US Senator Kirsten Gillibrand announced today that she will be introducting the Every Child Deserves a Family Act. The legislation would open more homes to foster children by working with states to end discrimination against adoptive and foster parents, and that includes lifting bans on sexual orientation, gender identity and marital status. All told, nationwide, there are some 400,000 childre in the US foster care system, and there are currently more 107,000 children currently waiting to be adopted.
Gillibrand stated that “New York is a leader on ensuring that any family can adopt children and sets a great example for the rest of the country. By removing all barriers for LGBT families to serve as foster parents, New York State has increased its foster parent pool by 128,000 prospective parents. This legislation would open thousands of new foster and adoptive homes to children ensuring they are raised in loving families.”
Congressman Peter Stark of California praised the move saying “I applaud Senator Gillibrand for introducing the Every Child Deserves a Family Act in the Senate as we look forward to celebrating National Adoption Month in November. This legislation is about finding solid, permanent and loving homes for the 107,000 foster children waiting to be adopted. That’s why 76 of my colleagues have joined me in sponsoring the House version. It is time to put the best interests of children first and remove all discriminatory barriers in our child welfare system.”
Most states permit single LGBT parents the right to adopt, most do not allow LGBT couples to do so, and five states prohibit same-sex couples from adopting, namely Utah, Mississippi, Louisiana, North Carolina and Michigan.
According to the press release:
A 2001 University of Los Angeles study showed that LGBT couples are just as “fit, effective and successful as similar heterosexual parents.” There are two million LGBT people who have considered becoming adoptive or foster parents, according to the Williams Institute at UCLA. Currently 65,000 adopted children currently live with a gay or lesbian parent. In 2008, a Williams Institute study found that more than 10,500 same-sex couples are raising over 21,000 children in New York State.
In 2010, nearly 28,000 youth nationwide “aged out” of the foster care system. Research shows that these youth are at a high risk for poverty, homelessness, incarceration, and early parenthood.
The Every Child Deserves A Family Act would prohibit an entity that receives federal assistance and is involved in adoption or foster care placements from discriminating against prospective adoptive or foster parents solely on the basis of their sexual orientation, gender identity, or marital status.
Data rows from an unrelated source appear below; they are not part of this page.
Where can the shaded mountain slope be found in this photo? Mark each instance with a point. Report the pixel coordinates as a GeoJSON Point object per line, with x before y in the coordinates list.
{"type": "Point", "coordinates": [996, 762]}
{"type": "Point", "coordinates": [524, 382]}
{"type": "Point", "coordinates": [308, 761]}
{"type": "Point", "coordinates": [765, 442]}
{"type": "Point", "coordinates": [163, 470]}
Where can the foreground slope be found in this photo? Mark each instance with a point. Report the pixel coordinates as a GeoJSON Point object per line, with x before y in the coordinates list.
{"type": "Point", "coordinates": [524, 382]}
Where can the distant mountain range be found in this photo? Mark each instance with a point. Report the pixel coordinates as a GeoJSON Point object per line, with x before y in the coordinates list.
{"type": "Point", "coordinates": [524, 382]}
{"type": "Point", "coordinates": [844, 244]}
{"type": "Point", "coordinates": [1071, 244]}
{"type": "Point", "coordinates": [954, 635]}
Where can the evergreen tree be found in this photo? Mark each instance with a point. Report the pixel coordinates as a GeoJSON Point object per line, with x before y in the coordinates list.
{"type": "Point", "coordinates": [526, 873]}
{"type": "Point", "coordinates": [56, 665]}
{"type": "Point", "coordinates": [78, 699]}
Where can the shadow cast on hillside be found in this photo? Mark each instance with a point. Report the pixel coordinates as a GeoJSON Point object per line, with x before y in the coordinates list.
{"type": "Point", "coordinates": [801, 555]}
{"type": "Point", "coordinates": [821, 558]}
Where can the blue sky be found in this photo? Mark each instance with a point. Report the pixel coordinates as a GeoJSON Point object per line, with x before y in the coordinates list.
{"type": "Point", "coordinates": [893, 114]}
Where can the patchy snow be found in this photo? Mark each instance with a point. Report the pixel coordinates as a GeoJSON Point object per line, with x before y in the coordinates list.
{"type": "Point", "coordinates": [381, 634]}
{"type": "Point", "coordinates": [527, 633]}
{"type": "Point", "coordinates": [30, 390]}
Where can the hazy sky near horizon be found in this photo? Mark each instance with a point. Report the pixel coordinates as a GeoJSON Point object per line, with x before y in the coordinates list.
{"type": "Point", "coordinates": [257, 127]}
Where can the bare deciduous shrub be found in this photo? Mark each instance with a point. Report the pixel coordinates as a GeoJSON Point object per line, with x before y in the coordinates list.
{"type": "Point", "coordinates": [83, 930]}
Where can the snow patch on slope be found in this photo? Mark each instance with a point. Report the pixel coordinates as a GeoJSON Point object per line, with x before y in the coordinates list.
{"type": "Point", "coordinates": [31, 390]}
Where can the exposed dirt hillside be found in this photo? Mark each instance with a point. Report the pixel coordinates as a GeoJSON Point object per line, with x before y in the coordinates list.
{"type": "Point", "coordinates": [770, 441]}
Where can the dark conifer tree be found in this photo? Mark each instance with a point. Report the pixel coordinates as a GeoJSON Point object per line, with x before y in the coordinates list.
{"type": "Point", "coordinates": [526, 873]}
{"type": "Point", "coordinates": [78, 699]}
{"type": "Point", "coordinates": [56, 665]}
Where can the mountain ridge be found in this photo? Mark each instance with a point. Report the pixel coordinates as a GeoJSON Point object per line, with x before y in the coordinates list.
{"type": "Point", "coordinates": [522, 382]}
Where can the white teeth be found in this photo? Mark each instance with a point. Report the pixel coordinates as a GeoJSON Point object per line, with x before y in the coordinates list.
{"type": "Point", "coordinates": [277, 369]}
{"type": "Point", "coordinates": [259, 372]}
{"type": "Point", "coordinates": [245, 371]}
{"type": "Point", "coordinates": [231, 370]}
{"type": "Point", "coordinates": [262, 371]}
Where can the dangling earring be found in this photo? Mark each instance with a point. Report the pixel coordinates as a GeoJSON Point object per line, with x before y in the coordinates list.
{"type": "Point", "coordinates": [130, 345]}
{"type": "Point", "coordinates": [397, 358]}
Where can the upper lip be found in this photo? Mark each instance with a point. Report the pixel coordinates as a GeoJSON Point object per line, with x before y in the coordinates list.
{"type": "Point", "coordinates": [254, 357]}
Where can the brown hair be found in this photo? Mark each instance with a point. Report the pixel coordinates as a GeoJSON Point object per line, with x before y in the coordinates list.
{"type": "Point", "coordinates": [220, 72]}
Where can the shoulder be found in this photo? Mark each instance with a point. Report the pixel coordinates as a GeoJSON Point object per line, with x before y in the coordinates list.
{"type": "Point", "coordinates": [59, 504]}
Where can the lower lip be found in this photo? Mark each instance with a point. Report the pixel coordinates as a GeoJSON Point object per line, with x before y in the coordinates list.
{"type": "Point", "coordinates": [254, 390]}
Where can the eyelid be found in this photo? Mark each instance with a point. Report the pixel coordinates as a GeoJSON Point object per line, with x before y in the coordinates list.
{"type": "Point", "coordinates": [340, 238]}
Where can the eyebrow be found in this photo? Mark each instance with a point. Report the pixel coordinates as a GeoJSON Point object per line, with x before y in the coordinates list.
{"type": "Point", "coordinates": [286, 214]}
Congress annually invests more than $8 billion into the child welfare system, and many of these children could be adopted by LGBT couples if the bans in local jurisdictions were removed.
Jody Huckaby, executive director of PFLAG National, stated “We commend Senator Gillibrand for her leadership in introducing legislation that would open up more homes to the 115,000 children waiting for their forever families. As a family organization that has spent the past 40 years supporting and advocating for parents, families and children all over the country, we know from our vast experience that it is in the best interest of every child, – and, in fact, the right of every child – to have the loving care and support of a family.”
Jennifer Chrisler, the Executive Director of the Family Equality Council, stated “There is a child welfare crisis in our country. More than one-third of the children in foster care could be placed with a family right now, but state laws are eliminating loving and qualified parents simply because of their sexual orientation, gender identity or marital status. Our country cannot continue to deny these children forever families because of the flawed patchwork of state laws.”
Vice President of Policy and Public Affairs for the Child Welfare League of America, Linda Spears (no relation to Britney that we know of), praised this legislation saying “Far too many children in foster care have little hope for a permanent family and end up being parented by the government. We must support all qualified adults who are interested in providing a nurturing, adoptive home—regardless of their marital status or sexual orientation. Having a real life, caring parent is incredibly important for ensuring a child’s success. Senator Gillibrand’s bill represents progress for these children whose goal is to simply be loved.”
The Roman Catholic Church has yet to comment upon this, but be sure that they will probably condemn it claiming that children need a mother and a father and spewing the usual round of lies in order to sound like they have a point.